U.S. markets finished in the red Wednesday after the minutes from the Fed meeting last month failed to provide any clues as to how fast the Fed might proceed.
Data released Wednesday indicated that Friday’s government employment report could exceed expectations that 195,000 jobs were created last month. Payroll firm ADP said that the U.S. private sector alone created 238,000 jobs in December.
Canadian jobs data also comes out on Friday with expectations that about 13,000 jobs were cranked out during December.
The base metals sector led decliners on the TSX, down 1.75 per cent while March copper lost four cents to $3.31 (U.S.) a pound. Teck Resources dropped 55 cents to $25.73 (Canadian).
February bullion slipped $1.20 to $1,224.30 (U.S.) an ounce, pushing the gold sector down 0.34 per cent.
The energy sector dipped 0.1 per cent as the February crude contract on the New York Mercantile Exchange gained 43 cents to $92.76 (U.S.) a barrel.
Canadian Natural Resources Ltd. has decided to keep the Montney shale gas assets that it put on the market early last year. The Calgary-based oil, gas and oilsands producer says it received “a number of expressions of interest” for the assets but none was sufficient to merit a deal at this time. Its shares rose 12 cents to $35.36 (Canadian).
Industrials led advancers, up 0.3 per cent.
A spokesman with Canadian National Railways says it appears a sudden wheel or axle failure caused a freight train to derail in northwestern New Brunswick, causing a large fire that continues to burn. Jim Feeny says the priority now is to extinguish the fire on three cars carrying crude oil and liquefied petroleum gas, along with burning diesel. CN shares were three cents higher to $58.66.
Techs also advanced with BlackBerry up eight cents to $9.28.

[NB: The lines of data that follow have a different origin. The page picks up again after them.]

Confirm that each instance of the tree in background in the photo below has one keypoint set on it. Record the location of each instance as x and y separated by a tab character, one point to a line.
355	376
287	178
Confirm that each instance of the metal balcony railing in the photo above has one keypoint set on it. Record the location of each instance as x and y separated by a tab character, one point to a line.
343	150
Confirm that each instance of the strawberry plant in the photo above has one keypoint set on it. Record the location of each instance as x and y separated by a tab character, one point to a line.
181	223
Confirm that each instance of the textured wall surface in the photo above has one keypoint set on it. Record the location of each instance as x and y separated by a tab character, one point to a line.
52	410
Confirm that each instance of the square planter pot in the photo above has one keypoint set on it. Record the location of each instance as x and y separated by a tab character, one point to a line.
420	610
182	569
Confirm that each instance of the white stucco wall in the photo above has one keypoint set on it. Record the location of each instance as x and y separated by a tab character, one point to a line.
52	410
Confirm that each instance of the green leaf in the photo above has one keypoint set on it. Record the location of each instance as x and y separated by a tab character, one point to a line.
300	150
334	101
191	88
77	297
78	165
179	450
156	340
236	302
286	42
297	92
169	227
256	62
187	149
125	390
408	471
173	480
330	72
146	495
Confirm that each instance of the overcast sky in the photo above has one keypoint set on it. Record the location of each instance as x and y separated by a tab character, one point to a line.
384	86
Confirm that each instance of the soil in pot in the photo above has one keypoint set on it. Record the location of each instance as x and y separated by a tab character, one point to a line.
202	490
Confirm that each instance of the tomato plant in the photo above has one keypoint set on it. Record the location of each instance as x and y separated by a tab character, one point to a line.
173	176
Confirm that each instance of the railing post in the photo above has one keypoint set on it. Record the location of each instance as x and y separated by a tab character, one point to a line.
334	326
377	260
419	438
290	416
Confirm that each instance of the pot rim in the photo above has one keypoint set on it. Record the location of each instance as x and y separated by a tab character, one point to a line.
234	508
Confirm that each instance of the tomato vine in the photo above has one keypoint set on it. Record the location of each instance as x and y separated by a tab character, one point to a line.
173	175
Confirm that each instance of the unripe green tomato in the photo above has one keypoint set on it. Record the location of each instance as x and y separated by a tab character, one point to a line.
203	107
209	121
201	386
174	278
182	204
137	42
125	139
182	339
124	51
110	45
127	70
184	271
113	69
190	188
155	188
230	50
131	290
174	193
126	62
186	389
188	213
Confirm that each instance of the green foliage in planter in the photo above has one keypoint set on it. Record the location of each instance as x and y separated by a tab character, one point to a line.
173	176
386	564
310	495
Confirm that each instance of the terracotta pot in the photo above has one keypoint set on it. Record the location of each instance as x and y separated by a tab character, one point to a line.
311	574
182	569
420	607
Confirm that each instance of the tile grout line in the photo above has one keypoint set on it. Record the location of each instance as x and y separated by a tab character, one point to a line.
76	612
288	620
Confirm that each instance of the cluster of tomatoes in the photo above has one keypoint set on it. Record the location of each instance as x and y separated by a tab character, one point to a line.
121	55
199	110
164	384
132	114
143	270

On the earnings front, pharmacy chain The Jean Coutu Group (PJC) Inc. had $62.5-million of net income or 30 cents a share in its fiscal third quarter, an increase from $56.2-million a year earlier and two cents higher than analyst estimates. However, the Quebec-based pharmacy chain’s revenue were below estimates, falling to $712.5-million from $716.6-million. Its shares dipped eight cents to $18.55.
Investors also looked to the release of earnings from resource giant Alcoa after the close.
European bourses were lacklustre after the European Central Bank left its key interest rate unchanged at a record low of 0.25 per cent.
London’s FTSE 100 index added 0.01 per cent, Frankfurt’s DAX inched up 0.06 per cent and the Paris CAC 40 dipped 0.21 per cent.
Earlier in Asia, Tokyo’s Nikkei 225 shed 1.5 per cent and China’s benchmark Shanghai Composite Index fell 0.8 per cent while Hong Kong’s Hang Seng dropped 0.9 per cent.